What I meant was that the triangle or flag marks the half way point (which we are in at the moment). When it breaks the triangle it is hard up or hard down.
Also, I think the turn date is actually Thur +/- a couple of days. I follow McHugh and Denninger most closely …and McHugh’s turn date is Thursday …the last turn date he had was spot on, but as indicated this is an inexact science (and could even go the other direction). Regardless, it should be an interesting week!
Finally, I have immense respect for Mauldin, as I think you do. Given the PE estimate of 20.2 you mention, I couldn’t agree more that there is more downside potential. Analysts are notoriously optimistic, which means that the “E” (i.e. earnings) will probably be lower than they predict. A good bear market bottom should produce PEs in the 8-12 range …and 20.2 might be a low estimate for 2009 given the probability of optimistic analysis. So just doing the math, cutting the “P” in half (i.e. stock prices) might not get us there if earning disappoint …ouch!
This would be the “gates of hell opening” scenario (S&P spiking down into the 400s). This is economic Armageddon, which no rational person wants. And it sounds like tinfoil talk, but that’s the math. It fit’s McHugh’s analysis though, which says after the next bear rally we have another devastating leg down in 2009, which sets new lower lows.
Oct 19, 2008 — 9:19 pm
Jim – I too follow Denninger. Watched his weekend video this morning. Good stuff. I’ve learned a lot from him. I’m going to start looking over McHugh’s stuff as well. If Karl respects him, then that says a lot.
Dec 22, 2008 — 10:16 pm
There are 2 more ways to try to determine a bottom that occurred to me lately:
1) The M pattern on the S&P (with peaks in 2000 and 2007) predicts that all growth back to the base gets wiped. The base of the pre2000 rally started in 1995 at ~450.
2) The absolute worst case scenario is to look at the GD and determine how many years get erased after the crash from the parabolic blow-off. The trough in 1932 (on the DOW) wiped out 30 years of gains. Wiping 30 years off the S&P puts it at ~100 and the DOW at ~800.
Both of these statements sound like tinfoil, but the first is basic technical analysis and the second is just a fact. In fact, there was another crash similar to 29-32 around 1840 that also wiped 30 years.
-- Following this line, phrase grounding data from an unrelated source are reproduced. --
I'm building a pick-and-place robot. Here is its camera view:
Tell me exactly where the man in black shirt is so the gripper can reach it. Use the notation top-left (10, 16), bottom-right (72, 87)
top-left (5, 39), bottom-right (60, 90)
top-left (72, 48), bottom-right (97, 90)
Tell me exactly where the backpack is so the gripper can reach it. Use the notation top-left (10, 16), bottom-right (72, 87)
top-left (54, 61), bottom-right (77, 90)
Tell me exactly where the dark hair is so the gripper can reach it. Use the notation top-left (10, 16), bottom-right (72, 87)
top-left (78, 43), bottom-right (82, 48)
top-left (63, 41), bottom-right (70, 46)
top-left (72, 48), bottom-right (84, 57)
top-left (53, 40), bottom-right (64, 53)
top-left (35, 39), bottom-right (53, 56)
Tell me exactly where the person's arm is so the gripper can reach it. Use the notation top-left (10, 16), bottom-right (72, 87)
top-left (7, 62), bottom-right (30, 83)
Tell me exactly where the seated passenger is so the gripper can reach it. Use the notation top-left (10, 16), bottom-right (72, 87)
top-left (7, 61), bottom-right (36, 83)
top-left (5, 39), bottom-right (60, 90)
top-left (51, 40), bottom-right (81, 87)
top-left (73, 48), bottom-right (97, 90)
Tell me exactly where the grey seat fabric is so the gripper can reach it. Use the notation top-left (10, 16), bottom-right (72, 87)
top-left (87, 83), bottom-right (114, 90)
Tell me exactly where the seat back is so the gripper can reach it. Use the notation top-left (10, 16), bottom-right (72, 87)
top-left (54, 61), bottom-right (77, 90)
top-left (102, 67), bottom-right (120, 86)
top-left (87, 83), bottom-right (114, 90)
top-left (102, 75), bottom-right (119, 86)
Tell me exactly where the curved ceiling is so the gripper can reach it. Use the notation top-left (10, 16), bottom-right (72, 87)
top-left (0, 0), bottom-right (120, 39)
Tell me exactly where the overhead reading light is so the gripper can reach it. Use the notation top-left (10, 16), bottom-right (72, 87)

I just bring this up because 600 on the S&P may prove conservative by the time we are done. On the other hand, I hope I am DEAD WRONG. I hope we bounce at 600 never look back …I don’t even want to imagine what the S&P at 100 implies. It is the stuff of nightmares.
Dec 23, 2008 — 6:01 am
600 is my target for not being “all in” on the short side. That is when I move to a move neutral position. 450-500 seems possible. An S&P at 100 is Mad Max, which means canned food and firearms.